The discourse
The noise has been deafening.
French President Emmanuel Macron and British PM Theresa May attacked Trump's unilateralism. Arab leaders fumed (possibly none more so than Jordan's King Abdullah, who described his humiliation). While Hamas has decried this as a declaration of war, most Palestinians are equal parts
enraged and despondent. Rural evangelists and beltway conservative pundits in America are in states of ecstasy. Israeli PM Benjamin Netanyahu doubly so. Despite this huge PR victory, Netanyahu is somewhat preoccupied by a looming corruption inquiry that will likely see him ejected from office.
Discourse concerning Israel and Palestine is fraught in part due to the conflation of the idea of Jerusalem and the reality of Jerusalem. The City of Light is perhaps the holiest city in world, home to cherished religious sites of all three Abrahamic religions. The spiritual significance of the Temple Mount is unparalleled; it has been prayed at and fought over for millennia.
The idea
The idea of Jerusalem isn't just a historical notion that dates back to the Crusades. We still see its invocation in the media to this very day. The modern Zionist project bolsters the idea of Israel as not just a Jewish state, but as the nexus of Judaism in the world. For them, the capture of Jerusalem is inextricably linked to the revival of their religion after the Holocaust. Likewise, modern Islamist movements have co-opted Jerusalem's history to serve their own ends: for them it is a site of historic dispossession and reckoning. And
for the evangelical Christians who gave Trump his presidency, its return to Israel is a biblical necessity.
The reality
All of the discourse and history distracts or polarises our perceptions of what is actually happening in the city itself: the reality of Jerusalem today. The entire city has been under Israeli administration since the Six-Day War of 1967. Just 35% of the population are Arabs living in East Jerusalem under military rule, a territory that shrinks every month with more forced evictions. Strategically built settlements continue to choke off access into the city from the West Bank. And despite the censure of the United Nations and the international community, Israel has continued to whittle away at the Palestinian claim over the city. All the major institutions of the Israeli government and judiciary are in Jerusalem.
It is only out of deference to 20th century peace initiatives that other countries house their embassies in Tel Aviv. Trump's decision to move the US embassy to Jerusalem should be a non-event: their consulate was already moved to West Jerusalem under the Obama administration. But the fact is that
the Palestinians' grip on their capital is slipping. And the peace process is broken. Alarmingly, reports emerged that Trump made the decision on Jerusalem months ago in what White House insiders describe as a desire to appear staunchly pro-Israel. So, Trump's decision does matter. And America's statements that the move will not have an effect on the 'final status' of the divided capital are a cheap and insulting fiction.
The world has changed
Crowds of Palestinians spent Friday
burning American flags, throwing rocks and being shot with rubber bullets. Resentment is burning across the Arab world. But the exhortations of Hamas and PLO leaders don't contain the same gravity that they did during the first and second intifada. For many in the West Bank and East Jerusalem just surviving under an immovable military occupation is a more pressing need than launching armed rebellion.

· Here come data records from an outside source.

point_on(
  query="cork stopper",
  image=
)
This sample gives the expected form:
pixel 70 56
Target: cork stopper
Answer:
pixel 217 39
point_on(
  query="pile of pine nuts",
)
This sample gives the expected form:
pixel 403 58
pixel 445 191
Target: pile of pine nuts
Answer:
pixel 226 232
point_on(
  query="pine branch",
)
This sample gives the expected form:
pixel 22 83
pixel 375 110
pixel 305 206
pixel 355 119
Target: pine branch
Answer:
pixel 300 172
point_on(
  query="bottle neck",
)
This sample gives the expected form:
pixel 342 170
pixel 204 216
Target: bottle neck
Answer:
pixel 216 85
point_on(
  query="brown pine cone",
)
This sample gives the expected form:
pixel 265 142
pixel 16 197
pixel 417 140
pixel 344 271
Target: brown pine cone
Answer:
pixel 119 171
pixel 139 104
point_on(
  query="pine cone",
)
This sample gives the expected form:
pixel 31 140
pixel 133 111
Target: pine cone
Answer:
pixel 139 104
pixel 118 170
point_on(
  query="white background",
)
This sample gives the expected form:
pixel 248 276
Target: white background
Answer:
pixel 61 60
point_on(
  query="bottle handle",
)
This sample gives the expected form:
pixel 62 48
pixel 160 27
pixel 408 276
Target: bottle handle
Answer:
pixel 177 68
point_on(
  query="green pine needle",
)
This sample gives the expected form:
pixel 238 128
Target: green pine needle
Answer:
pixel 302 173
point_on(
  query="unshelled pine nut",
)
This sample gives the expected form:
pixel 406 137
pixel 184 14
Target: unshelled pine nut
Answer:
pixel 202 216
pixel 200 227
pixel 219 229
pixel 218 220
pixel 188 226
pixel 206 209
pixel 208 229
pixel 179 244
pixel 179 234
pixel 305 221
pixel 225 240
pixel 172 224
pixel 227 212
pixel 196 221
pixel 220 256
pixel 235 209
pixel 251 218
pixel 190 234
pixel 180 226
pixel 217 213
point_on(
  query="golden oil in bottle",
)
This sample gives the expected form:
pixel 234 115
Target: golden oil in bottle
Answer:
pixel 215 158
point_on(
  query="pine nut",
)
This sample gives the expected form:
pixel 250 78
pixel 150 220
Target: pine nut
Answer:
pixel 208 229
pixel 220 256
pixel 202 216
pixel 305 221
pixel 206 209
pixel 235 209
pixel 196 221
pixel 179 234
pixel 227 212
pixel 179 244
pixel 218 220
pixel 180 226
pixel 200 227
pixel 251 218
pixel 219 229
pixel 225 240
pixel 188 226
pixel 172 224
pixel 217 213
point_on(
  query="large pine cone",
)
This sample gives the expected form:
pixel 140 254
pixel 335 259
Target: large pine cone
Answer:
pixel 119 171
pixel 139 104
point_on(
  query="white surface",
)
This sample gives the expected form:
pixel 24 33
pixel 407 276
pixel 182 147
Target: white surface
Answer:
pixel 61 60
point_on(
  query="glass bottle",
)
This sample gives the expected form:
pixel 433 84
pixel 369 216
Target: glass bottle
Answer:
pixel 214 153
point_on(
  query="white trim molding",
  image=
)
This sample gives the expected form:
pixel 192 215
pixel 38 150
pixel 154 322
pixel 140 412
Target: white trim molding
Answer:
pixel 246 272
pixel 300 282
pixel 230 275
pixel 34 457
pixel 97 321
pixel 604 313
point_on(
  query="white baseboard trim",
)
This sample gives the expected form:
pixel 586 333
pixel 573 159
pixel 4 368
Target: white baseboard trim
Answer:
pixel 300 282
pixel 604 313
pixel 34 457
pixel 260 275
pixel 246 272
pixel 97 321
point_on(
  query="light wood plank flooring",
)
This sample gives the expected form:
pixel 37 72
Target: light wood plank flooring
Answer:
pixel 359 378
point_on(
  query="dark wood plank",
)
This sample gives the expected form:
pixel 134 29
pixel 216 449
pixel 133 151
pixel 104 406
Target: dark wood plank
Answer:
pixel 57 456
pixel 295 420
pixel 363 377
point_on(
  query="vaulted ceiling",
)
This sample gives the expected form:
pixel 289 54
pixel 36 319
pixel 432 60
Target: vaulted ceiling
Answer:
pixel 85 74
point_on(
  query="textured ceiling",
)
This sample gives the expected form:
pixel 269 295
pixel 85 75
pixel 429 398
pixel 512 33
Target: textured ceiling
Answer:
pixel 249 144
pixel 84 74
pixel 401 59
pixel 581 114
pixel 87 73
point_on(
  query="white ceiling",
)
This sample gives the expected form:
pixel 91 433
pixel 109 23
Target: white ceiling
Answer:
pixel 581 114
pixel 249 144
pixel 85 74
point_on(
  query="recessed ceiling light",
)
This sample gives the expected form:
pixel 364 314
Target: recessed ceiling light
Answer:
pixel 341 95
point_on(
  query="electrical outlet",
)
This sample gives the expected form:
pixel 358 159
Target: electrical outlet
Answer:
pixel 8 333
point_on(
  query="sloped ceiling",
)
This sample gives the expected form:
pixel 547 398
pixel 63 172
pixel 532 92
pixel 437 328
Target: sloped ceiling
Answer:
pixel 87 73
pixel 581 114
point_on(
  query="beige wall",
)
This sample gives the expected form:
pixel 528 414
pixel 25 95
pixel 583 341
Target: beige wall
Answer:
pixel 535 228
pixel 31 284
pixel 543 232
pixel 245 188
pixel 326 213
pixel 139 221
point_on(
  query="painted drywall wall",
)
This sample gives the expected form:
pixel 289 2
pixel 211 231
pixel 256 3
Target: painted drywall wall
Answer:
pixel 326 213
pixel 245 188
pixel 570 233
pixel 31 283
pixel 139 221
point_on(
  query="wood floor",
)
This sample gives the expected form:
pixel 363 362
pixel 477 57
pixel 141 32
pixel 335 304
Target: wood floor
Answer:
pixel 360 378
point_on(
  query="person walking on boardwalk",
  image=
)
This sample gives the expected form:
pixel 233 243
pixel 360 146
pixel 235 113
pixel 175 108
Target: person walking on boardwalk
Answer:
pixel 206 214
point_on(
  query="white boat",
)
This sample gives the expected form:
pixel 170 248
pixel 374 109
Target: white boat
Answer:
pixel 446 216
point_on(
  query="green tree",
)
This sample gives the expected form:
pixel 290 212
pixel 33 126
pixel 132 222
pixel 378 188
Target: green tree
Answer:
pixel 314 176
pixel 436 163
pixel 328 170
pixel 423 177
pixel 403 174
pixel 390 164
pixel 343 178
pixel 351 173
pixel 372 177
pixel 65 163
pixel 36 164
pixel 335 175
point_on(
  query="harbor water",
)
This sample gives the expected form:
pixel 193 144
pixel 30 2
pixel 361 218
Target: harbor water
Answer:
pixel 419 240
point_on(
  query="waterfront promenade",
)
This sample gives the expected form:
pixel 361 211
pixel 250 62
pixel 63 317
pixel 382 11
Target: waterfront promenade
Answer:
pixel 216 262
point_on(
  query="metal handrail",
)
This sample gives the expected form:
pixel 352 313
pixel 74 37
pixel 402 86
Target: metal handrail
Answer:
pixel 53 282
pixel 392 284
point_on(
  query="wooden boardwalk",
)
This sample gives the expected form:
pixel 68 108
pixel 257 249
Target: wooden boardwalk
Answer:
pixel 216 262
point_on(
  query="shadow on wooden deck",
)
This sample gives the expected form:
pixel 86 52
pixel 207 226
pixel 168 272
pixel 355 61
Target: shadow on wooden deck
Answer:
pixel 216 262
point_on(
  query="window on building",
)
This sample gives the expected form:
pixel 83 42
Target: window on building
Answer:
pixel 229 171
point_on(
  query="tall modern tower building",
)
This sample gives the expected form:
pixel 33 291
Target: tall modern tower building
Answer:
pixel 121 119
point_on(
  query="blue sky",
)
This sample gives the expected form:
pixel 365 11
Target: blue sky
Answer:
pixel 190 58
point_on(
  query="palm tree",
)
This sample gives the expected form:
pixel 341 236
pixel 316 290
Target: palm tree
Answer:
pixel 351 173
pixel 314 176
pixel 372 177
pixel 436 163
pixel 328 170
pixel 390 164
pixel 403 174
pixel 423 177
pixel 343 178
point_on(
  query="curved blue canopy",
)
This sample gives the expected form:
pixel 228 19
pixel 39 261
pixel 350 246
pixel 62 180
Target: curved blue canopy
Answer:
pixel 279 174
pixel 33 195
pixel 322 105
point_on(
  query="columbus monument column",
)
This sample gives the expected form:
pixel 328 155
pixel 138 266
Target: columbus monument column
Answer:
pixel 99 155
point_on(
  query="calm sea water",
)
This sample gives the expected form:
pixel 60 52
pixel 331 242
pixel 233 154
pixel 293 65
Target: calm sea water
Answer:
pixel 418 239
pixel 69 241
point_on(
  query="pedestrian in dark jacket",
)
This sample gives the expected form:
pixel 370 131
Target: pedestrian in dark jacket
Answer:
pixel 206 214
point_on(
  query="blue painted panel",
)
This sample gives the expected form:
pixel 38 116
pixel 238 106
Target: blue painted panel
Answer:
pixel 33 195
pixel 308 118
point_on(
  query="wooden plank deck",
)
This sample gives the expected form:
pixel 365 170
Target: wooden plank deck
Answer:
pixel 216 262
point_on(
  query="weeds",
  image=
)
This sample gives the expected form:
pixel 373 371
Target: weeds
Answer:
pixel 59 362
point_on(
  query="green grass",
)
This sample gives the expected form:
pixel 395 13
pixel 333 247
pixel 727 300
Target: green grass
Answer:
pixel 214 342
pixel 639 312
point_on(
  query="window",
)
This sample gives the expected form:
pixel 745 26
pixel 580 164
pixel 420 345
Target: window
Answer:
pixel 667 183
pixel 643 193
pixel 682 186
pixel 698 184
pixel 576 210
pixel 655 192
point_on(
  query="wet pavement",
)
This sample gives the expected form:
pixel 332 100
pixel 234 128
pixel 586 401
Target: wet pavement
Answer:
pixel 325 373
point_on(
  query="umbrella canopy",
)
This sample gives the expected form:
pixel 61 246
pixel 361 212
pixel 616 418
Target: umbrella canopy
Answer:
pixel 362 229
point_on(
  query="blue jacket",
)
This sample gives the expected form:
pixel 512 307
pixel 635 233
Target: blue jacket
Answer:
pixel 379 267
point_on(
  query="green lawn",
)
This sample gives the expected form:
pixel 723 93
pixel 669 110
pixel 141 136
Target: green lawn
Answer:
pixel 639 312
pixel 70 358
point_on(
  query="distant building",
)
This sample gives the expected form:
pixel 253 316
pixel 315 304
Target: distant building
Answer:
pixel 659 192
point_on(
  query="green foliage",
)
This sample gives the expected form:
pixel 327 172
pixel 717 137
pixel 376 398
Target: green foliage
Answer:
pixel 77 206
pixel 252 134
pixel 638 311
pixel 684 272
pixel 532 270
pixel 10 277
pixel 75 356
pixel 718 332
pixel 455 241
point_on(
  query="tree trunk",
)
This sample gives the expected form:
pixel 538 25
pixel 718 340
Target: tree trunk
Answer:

That we are living in a new era is best exemplified by Saudi Arabia's anodyne response to the crisis. Once a staunch ally of the Palestinians, the Gulf Arab states now side firmly with the old enemy, Israel. Their shared concern - Iran - poses far bigger threats than historical enmity. Last month the Kingdom's de facto ruler Prince Mohammad bin Salman gave an ultimatum to the lethargic old head of the Palestinian Authority, Mahmoud Abbas: accept this peace plan or we will replace you with someone who will.
That peace plan is an obscenity. It involves the creation of a noncontiguous Palestinian state that would not have Jerusalem as the capital, does not allow for the right of return of refugees and would allow Israel to keep all its illegal settlements.
On the hundred-year anniversary of the Balfour Declaration, foreign powers are once again deciding the fate of the Palestinian people.